Visual depiction of evolution of median prices in San Francisco for 0, 1, 2, and 3 bedrooms listings.
median_per_bed <- rent %>%
filter(beds <= 3, city == "san francisco") %>%
group_by(beds, year) %>%
summarize(median_price = median(price))
ggplot(median_per_bed, aes(x=year, y=median_price, color = factor(beds))) +
geom_line() +
facet_wrap(~beds, nrow = 1) +
labs(
title = "San Francisco rents have steadily been increasing",
subtitle = "0 to 3-bed listings, 2000-2018",
x=NULL,
y=NULL,
caption = "Source: Pennigton, Kate (2018). Bay Area Craiglist Rental Housing Posts, 2000-2018"
) +
xlim(2003,2018) +
theme_light() +
theme(legend.position="none") +
theme(plot.title = element_text(hjust = 0))+
theme(plot.subtitle = element_text(hjust = 0)) +
theme(strip.text.x = element_text(colour = "black")) +
theme(panel.border = element_rect(color = "black", fill = NA, size = 0.5)) +
theme(strip.background = element_rect(color = "black", size = 0.5))

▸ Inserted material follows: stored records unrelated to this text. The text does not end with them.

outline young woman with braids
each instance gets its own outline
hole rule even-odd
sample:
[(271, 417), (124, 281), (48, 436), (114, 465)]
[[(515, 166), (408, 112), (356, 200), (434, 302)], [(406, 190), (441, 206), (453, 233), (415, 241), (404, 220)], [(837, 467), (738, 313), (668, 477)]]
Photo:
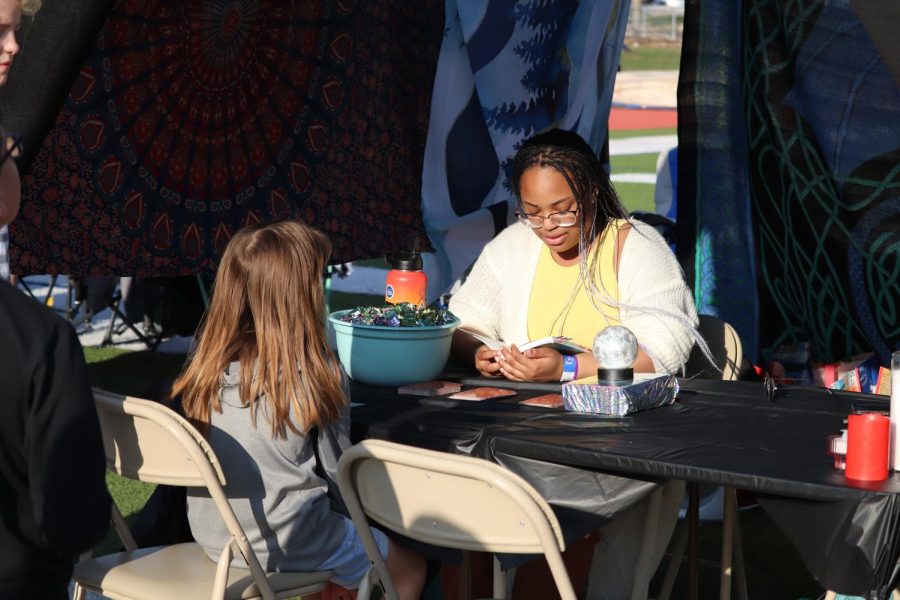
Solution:
[(518, 224), (485, 246), (450, 300), (467, 329), (510, 344), (491, 350), (465, 332), (453, 355), (486, 376), (567, 381), (596, 372), (590, 352), (566, 365), (549, 348), (517, 344), (563, 335), (590, 348), (607, 325), (638, 339), (635, 372), (675, 373), (699, 339), (681, 268), (655, 229), (630, 221), (609, 176), (577, 134), (526, 140), (513, 161)]
[[(564, 335), (590, 348), (599, 330), (621, 324), (638, 339), (636, 372), (681, 370), (700, 339), (681, 268), (655, 229), (628, 219), (590, 146), (568, 131), (535, 135), (516, 154), (511, 183), (519, 223), (485, 246), (450, 300), (463, 327), (510, 346), (494, 351), (457, 331), (454, 357), (474, 363), (486, 376), (567, 381), (596, 372), (593, 354), (579, 354), (575, 365), (564, 369), (559, 352), (520, 352), (516, 345)], [(607, 487), (623, 485), (619, 478), (605, 481)], [(633, 587), (638, 581), (649, 584), (674, 530), (684, 495), (681, 482), (659, 488), (634, 482), (628, 489), (631, 499), (617, 501), (630, 507), (600, 529), (589, 600), (647, 597), (646, 588)], [(658, 503), (650, 501), (653, 490)], [(644, 536), (647, 523), (656, 524), (650, 538)], [(639, 574), (642, 539), (652, 545), (650, 560), (643, 563), (647, 571)]]

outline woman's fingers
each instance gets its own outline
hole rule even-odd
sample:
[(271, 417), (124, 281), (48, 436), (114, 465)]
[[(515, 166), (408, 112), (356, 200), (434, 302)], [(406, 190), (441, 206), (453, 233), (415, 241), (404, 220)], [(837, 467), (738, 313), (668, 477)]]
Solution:
[(475, 363), (475, 368), (478, 369), (482, 375), (487, 375), (488, 377), (500, 372), (500, 364), (492, 360), (477, 361)]
[(500, 367), (500, 372), (507, 379), (511, 379), (512, 381), (526, 381), (525, 375), (515, 369), (515, 368), (507, 368), (506, 366)]
[(519, 352), (515, 346), (504, 349), (500, 359), (501, 373), (519, 381), (558, 381), (562, 357), (551, 348), (534, 348)]
[(496, 352), (487, 346), (481, 346), (475, 352), (475, 368), (485, 377), (496, 377), (500, 374), (500, 364), (496, 360)]
[(508, 379), (530, 381), (532, 378), (531, 361), (519, 352), (515, 346), (504, 349), (500, 362), (500, 372)]

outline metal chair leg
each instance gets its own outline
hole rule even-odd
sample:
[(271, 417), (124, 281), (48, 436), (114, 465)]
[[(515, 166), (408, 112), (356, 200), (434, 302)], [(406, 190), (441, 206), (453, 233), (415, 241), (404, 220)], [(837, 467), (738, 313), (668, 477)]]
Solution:
[(56, 279), (59, 277), (58, 275), (50, 276), (50, 285), (47, 286), (47, 296), (44, 298), (44, 304), (46, 306), (53, 306), (53, 288), (56, 287)]
[(732, 554), (737, 499), (734, 488), (725, 488), (725, 514), (722, 518), (722, 566), (719, 572), (719, 600), (731, 600)]
[[(737, 501), (737, 493), (735, 493), (735, 501)], [(734, 513), (734, 577), (738, 600), (748, 600), (747, 570), (744, 568), (744, 544), (741, 540), (740, 514), (739, 511)]]
[(638, 559), (634, 566), (633, 588), (631, 590), (632, 600), (642, 600), (647, 597), (647, 588), (650, 587), (650, 563), (653, 559), (653, 550), (655, 544), (656, 530), (659, 526), (659, 510), (662, 505), (663, 488), (658, 487), (650, 494), (647, 501), (647, 512), (644, 515), (644, 531), (641, 535), (641, 548), (638, 552)]
[[(690, 540), (692, 536), (697, 535), (696, 524), (693, 525), (694, 531), (691, 531), (691, 518), (694, 514), (696, 514), (693, 512), (695, 510), (693, 496), (695, 491), (699, 493), (699, 489), (695, 490), (694, 484), (689, 484), (689, 504), (687, 518), (679, 523), (677, 528), (675, 529), (671, 560), (669, 562), (665, 577), (663, 578), (662, 586), (660, 587), (659, 600), (669, 600), (672, 594), (672, 588), (674, 587), (675, 579), (678, 577), (678, 570), (681, 567), (682, 560), (684, 559), (685, 547), (689, 546), (690, 544), (694, 544), (694, 547), (691, 548), (691, 550), (696, 552), (696, 541)], [(719, 596), (721, 600), (729, 600), (731, 598), (732, 585), (734, 585), (735, 587), (739, 600), (747, 600), (747, 574), (746, 570), (744, 569), (744, 551), (741, 544), (741, 530), (738, 521), (737, 491), (733, 487), (725, 487), (724, 492), (725, 501), (724, 515), (722, 520), (721, 561), (718, 564), (712, 563), (709, 566), (715, 565), (720, 570)], [(697, 497), (699, 498), (699, 494)], [(699, 516), (694, 518), (699, 521)], [(696, 540), (696, 537), (694, 539)], [(696, 557), (693, 560), (696, 561), (696, 564), (698, 566), (701, 562), (704, 563), (704, 566), (706, 566), (707, 562), (711, 562), (701, 561), (699, 557)], [(695, 566), (693, 567), (693, 569), (694, 571), (692, 573), (689, 572), (689, 577), (692, 577), (693, 581), (691, 581), (690, 579), (688, 580), (688, 598), (696, 598), (697, 594), (697, 567)], [(897, 600), (900, 600), (900, 597), (898, 597)]]
[(497, 558), (497, 555), (491, 557), (493, 560), (491, 561), (494, 564), (494, 595), (492, 598), (506, 598), (506, 574), (503, 572), (503, 569), (500, 568), (500, 560)]
[(372, 597), (372, 588), (376, 585), (378, 585), (378, 571), (375, 570), (375, 567), (369, 567), (362, 581), (359, 582), (356, 600), (369, 600)]
[(84, 588), (77, 581), (75, 582), (75, 590), (72, 592), (72, 600), (84, 600)]
[(697, 566), (699, 561), (700, 484), (688, 484), (688, 600), (697, 600)]
[(678, 577), (678, 571), (681, 569), (681, 563), (684, 560), (684, 551), (687, 548), (687, 521), (679, 521), (675, 527), (674, 537), (675, 541), (672, 546), (672, 554), (669, 557), (669, 566), (666, 569), (666, 575), (659, 590), (659, 600), (669, 600), (669, 597), (672, 595), (672, 588), (675, 586), (675, 579)]

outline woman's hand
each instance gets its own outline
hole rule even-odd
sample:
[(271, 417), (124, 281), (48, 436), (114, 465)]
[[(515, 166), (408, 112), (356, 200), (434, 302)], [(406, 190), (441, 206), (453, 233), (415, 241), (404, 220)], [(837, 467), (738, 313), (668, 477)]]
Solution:
[(531, 348), (519, 352), (515, 345), (500, 350), (500, 372), (513, 381), (559, 381), (562, 354), (552, 348)]
[(457, 329), (453, 332), (450, 354), (455, 360), (474, 366), (485, 377), (500, 376), (500, 365), (497, 364), (500, 353), (491, 350), (466, 331)]
[(491, 350), (487, 346), (479, 346), (475, 351), (475, 368), (485, 377), (497, 377), (500, 375), (500, 352)]

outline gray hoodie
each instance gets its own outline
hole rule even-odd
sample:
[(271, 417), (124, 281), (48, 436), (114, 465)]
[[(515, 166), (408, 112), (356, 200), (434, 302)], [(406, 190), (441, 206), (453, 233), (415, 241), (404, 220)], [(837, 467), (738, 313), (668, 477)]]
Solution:
[[(343, 383), (347, 393), (346, 378)], [(277, 439), (265, 402), (257, 403), (253, 426), (239, 384), (240, 364), (233, 362), (222, 379), (222, 412), (212, 412), (206, 436), (225, 473), (225, 494), (263, 569), (316, 570), (344, 534), (345, 517), (332, 511), (328, 491), (337, 493), (337, 461), (350, 445), (350, 408), (316, 439), (290, 430)], [(297, 422), (293, 412), (291, 418)], [(230, 535), (205, 488), (188, 488), (187, 508), (194, 538), (218, 560)]]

Visualization of median rental prices for the top 12 cities in the Bay area.
cities_to_include <- rent %>%
group_by(city) %>%
summarize(number_ads = n()) %>%
slice_max(order_by = number_ads, n=12)
cities_to_include <- cities_to_include$city
median_per_bed <- rent %>%
filter(beds == 1, city %in% cities_to_include) %>%
group_by(city, year) %>%
summarize(median_price = median(price))
ggplot(median_per_bed, aes(x=year, y=median_price, color = factor(city))) +
geom_line() +
facet_wrap(~city, nrow = 3) +
labs(
title = "Rental prices for 1-bedroom flats in the Bay Area",
x=NULL,
y=NULL,
caption="Source: Pennigton, Kate (2018). Bay Area Craiglist Rental Housing Posts, 2000-2018"
) +
theme_light() +
theme(legend.position="none") +
theme(plot.title = element_text(hjust = 0)) +
theme(strip.text.x = element_text(colour = "black")) +
theme(panel.border = element_rect(color = "black", fill = NA, size = 0.5)) +
theme(strip.background = element_rect(color = "black", size = 0.5))

Inference
Looking at the graphs from the last exercise we can see that rental prices have increased since the year 2000. While one major cause could be inflation, it is also true that large tech companies have increased the attractiveness of the Bay Area making living there more expensive.
The figures also reveal that there has been a decline in the growth rate (or even negative growth) in the median rent after 2015. It could be due to the fact that more and more people are leaving California as the boom seems to lose momentum. A CNBC video outlines the reasons for this exodus of people.